Thanks for your question.
If you are to own the property together you should specify to your conveyancer that you wish to own as tenants in common so that you can specify what proportions of the equity you own and that your interest will pass according to your Will (as opposed passing automatically to the survivor upon the death of the first to die).
At completion of the purchase you should execute a declaration of trust - this is a deed signed by both parties which specifies the percentage ownerships of the equity.
Alternatively you could just purchase in your sole name and if she does not contribute capital to the purchase, makes considerable mortgage repayments or makes other capital contributions to the property (eg. improvements) then she will not be able to make a claim on the house unless you have been married for a length of time.
Once you have been married for a considerable amount of time then parties are taken to have a 50:50 share in the combine matrimonial assets and liabilities of the married couple.
You can then execute a Will before you are married stating what is to happen to your share of the property upon your death.

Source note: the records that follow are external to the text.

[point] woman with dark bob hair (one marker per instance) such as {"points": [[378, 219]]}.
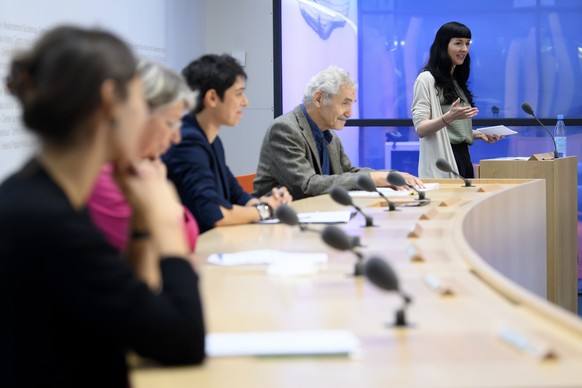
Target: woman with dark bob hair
{"points": [[71, 306], [443, 105]]}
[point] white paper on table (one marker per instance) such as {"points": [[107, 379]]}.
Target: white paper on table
{"points": [[282, 343], [266, 256], [388, 192], [333, 217], [511, 158], [500, 130]]}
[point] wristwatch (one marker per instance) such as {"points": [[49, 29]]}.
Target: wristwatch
{"points": [[264, 211]]}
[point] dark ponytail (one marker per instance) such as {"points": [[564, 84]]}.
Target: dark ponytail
{"points": [[58, 82]]}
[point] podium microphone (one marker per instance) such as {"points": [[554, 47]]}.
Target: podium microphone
{"points": [[397, 180], [341, 196], [445, 166], [338, 239], [381, 274], [367, 183], [527, 108]]}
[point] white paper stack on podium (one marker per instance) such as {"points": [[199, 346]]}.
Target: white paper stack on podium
{"points": [[283, 343]]}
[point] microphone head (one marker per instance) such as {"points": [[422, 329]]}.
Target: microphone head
{"points": [[287, 215], [395, 179], [443, 165], [365, 182], [527, 108], [380, 273], [336, 238], [341, 196]]}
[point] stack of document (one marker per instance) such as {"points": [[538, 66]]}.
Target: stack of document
{"points": [[335, 217], [388, 192], [282, 343], [266, 256], [499, 130]]}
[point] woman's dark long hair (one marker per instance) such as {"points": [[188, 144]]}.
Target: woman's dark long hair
{"points": [[440, 63]]}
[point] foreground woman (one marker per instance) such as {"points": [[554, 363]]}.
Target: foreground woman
{"points": [[71, 307]]}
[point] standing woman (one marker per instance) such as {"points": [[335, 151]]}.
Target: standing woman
{"points": [[443, 106], [71, 308]]}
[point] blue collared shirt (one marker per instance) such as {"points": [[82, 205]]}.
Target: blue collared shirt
{"points": [[322, 139]]}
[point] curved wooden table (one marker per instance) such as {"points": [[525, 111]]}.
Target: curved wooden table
{"points": [[487, 247]]}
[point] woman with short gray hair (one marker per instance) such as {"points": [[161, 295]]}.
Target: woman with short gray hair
{"points": [[168, 97]]}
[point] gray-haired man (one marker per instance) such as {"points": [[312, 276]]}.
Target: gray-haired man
{"points": [[301, 151]]}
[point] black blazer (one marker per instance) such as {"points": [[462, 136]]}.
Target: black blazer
{"points": [[71, 306]]}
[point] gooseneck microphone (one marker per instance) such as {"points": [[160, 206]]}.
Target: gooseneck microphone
{"points": [[338, 239], [366, 183], [445, 166], [341, 196], [288, 216], [527, 108], [381, 274], [397, 180]]}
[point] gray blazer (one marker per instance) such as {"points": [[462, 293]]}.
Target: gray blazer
{"points": [[289, 158]]}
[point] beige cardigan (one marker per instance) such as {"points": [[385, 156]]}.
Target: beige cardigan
{"points": [[426, 106]]}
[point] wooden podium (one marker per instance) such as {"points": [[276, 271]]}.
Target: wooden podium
{"points": [[561, 203]]}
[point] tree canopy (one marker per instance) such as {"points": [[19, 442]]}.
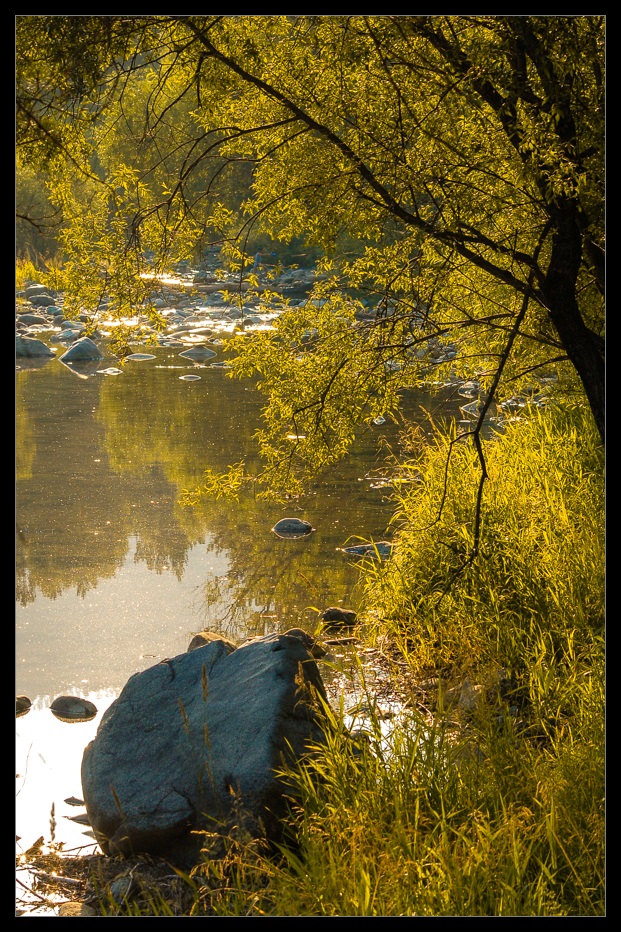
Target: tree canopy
{"points": [[449, 169]]}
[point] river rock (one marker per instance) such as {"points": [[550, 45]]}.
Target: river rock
{"points": [[30, 346], [382, 549], [22, 705], [73, 709], [30, 319], [292, 527], [83, 348], [195, 741], [335, 617], [208, 637], [198, 353]]}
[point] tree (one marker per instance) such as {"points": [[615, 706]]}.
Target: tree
{"points": [[463, 156]]}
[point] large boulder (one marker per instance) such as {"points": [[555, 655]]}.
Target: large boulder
{"points": [[194, 740], [84, 348], [29, 346]]}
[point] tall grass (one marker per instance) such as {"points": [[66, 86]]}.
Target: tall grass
{"points": [[495, 809], [490, 808]]}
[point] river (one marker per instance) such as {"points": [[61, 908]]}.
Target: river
{"points": [[114, 573]]}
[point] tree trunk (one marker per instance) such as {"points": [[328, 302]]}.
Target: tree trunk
{"points": [[584, 348]]}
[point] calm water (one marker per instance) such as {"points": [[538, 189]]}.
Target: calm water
{"points": [[113, 574]]}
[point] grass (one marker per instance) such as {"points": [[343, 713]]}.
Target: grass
{"points": [[486, 797]]}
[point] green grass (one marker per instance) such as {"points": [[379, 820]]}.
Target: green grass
{"points": [[493, 807]]}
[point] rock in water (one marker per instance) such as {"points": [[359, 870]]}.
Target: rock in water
{"points": [[292, 527], [336, 617], [73, 709], [85, 348], [191, 738]]}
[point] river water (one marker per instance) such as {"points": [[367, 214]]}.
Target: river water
{"points": [[114, 573]]}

For example, you might give your partner the right to remain in the property after your death until she remarries or co-habits with another,
You can execute a pre-nuptial agreement specifying what is intended to happen to your respective assets upon separation or divorce and, although they are considered and Courts have recently been attaching more weight to their credibility in determining financial settlement, they are not water-tight enforceable as most may think.
They are worth doing though and to ensure enforceability you should both take independent legal advice on the agreement before executing.
In the final analysis though, it is part of marriage that ones personal assets become open to an element of risk once you have been married for a long time.